Il giovane a cui il Maestro Franco cerca di spiegare è Davidù, il narratore , il protagonista principale. Suo padre era il Paladino, morto prima della sua nascita.
La metafora che usa il maestro Franco è buona per definire tutti i personaggi del romanzo: sono tutti un mare, quello che c’è sotto non si vede.
Persino Umbertino, in apparenza una bestiaccia odiosissima, si rivela pieno di tenerezza sorprendente.
E’ stato proprio bravo, Davide Enia, a costruire un romanzo appassionante e tenero, ricco di ironia
( su alcuni passaggi ho proprio riso a bocca larga) nonostante tutte le asperità della lotta, lotta sul ring e lotta per la sopravvivenza.
Mai avrei pensato che un romanzo il cui filo conduttore è il pugilato potesse piacermi così tanto.

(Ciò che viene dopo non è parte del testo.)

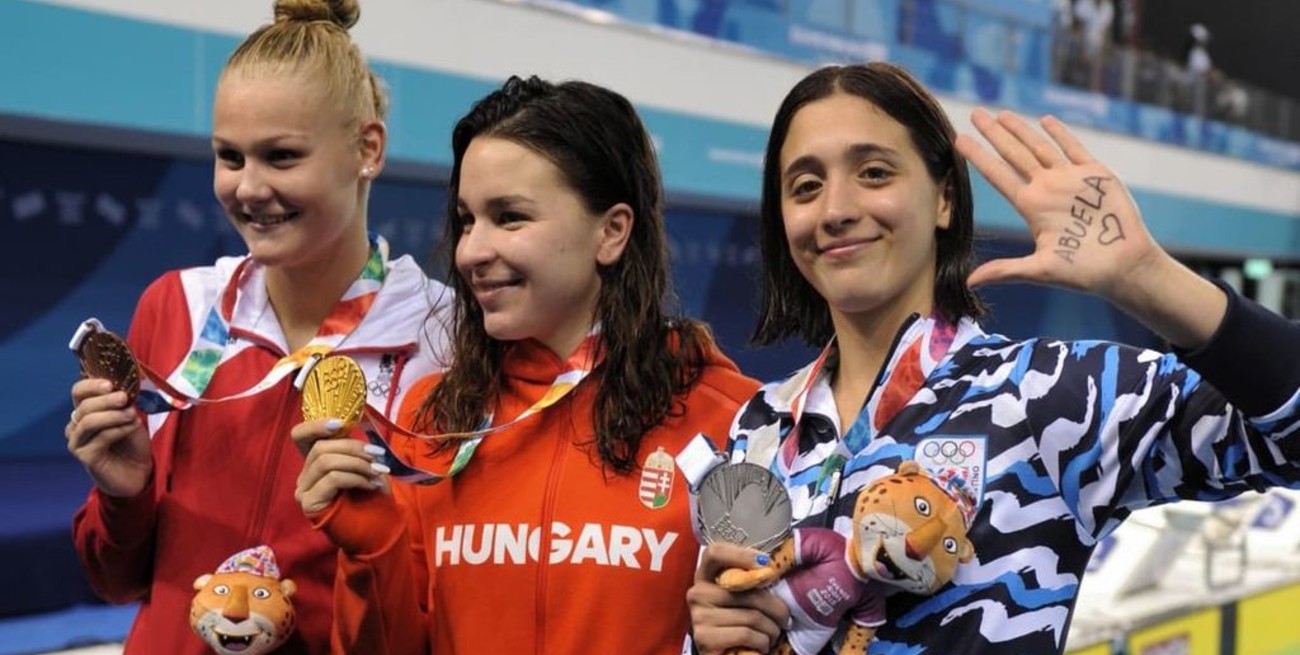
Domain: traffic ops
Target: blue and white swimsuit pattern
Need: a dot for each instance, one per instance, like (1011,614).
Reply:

Forse se avessi saputo che c’entrava la boxe non l’avrei proprio comprato .
Mi chiedo comm’è che l’abbia comprato, invece. Di sicuro l’ho comprato, perché e percome resta un mistero.
Un altro mistero è il titolo. Davvero non so cosa ci appizzi con la storia, a meno di non voler aggiungerci il come in cielo e pensare allo spirito del Paladino e all’angelo custode Caterino Gerruso.
L’angelo di Gerruso, l’amico di Davidù.
Gerruso, Paride. Il personaggio più bello del libro.
Lui non boxa. Ma è un incassatore straordinario.